The seal did not want to be undone.

Master Dino knew it the moment his fingers brushed the sigils carved into Aya’s skin. Sigils that looked like scars, faded now, almost gentle in appearance. Scars that had learned how to lie.

"This was done so..." he murmured, not to reassure her but to acknowledge the danger. "Thoroughly."

Cruelly, he added as an afterthought.

Aya sat still on the stone floor, jaw set, eyes open and unblinking. Vignir stood near the door, arms crossed too tightly. Masa and Shin hovered farther back, pretending not to watch her chest rise too fast, her hands curl against her skirts.

"Once we begin," Dino said, quieter now, "there is no half-measure."

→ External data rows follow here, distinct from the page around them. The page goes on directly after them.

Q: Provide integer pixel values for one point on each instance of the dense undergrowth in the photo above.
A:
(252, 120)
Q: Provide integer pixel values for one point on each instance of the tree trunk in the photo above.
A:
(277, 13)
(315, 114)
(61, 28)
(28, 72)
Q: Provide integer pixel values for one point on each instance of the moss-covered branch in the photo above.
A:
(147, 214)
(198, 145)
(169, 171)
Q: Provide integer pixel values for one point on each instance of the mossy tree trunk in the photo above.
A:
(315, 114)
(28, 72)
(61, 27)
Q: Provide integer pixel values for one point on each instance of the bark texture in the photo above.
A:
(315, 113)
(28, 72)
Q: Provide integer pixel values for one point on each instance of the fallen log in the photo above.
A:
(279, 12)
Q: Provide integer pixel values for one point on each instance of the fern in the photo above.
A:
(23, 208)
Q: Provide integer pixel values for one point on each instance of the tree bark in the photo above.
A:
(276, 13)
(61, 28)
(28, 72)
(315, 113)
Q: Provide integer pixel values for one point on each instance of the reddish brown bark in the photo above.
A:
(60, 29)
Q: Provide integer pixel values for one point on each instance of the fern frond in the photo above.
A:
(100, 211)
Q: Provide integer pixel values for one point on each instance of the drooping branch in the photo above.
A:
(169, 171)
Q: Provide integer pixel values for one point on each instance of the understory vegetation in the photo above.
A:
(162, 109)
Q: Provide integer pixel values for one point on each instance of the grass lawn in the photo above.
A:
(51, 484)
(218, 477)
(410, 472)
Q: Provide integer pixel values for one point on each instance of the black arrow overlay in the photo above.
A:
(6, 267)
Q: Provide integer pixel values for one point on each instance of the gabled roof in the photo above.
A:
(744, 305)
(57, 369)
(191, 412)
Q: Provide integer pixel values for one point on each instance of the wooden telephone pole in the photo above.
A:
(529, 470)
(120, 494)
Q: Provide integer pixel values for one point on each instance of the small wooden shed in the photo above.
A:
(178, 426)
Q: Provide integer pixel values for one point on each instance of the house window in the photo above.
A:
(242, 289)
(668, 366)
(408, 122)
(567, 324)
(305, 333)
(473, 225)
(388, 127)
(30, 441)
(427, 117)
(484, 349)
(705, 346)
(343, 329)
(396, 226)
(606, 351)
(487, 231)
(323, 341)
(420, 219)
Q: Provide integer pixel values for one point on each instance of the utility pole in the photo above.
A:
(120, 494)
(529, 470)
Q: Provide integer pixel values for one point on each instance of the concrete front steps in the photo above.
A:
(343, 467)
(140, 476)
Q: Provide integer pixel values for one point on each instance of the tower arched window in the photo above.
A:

Aya nodded once. "Then don’t hesitate and do it properly."

The maesters formed a loose ring around her, chalk and iron and blood-salt laid with careful hands. The air thickened - not with heat, but pressure, as if the chamber itself had learned to hold its breath.

Master Dino stepped closer to her and ran a blade against the sigil on her arm.

Aya arched sharply, breath tearing from her throat as pain slammed through her - not new, but remembered. The seal resisted, tightening like a fist around something that had grown too large to stay contained.

I wish to be released.

Aya groaned.

The brazier flames guttered sideways.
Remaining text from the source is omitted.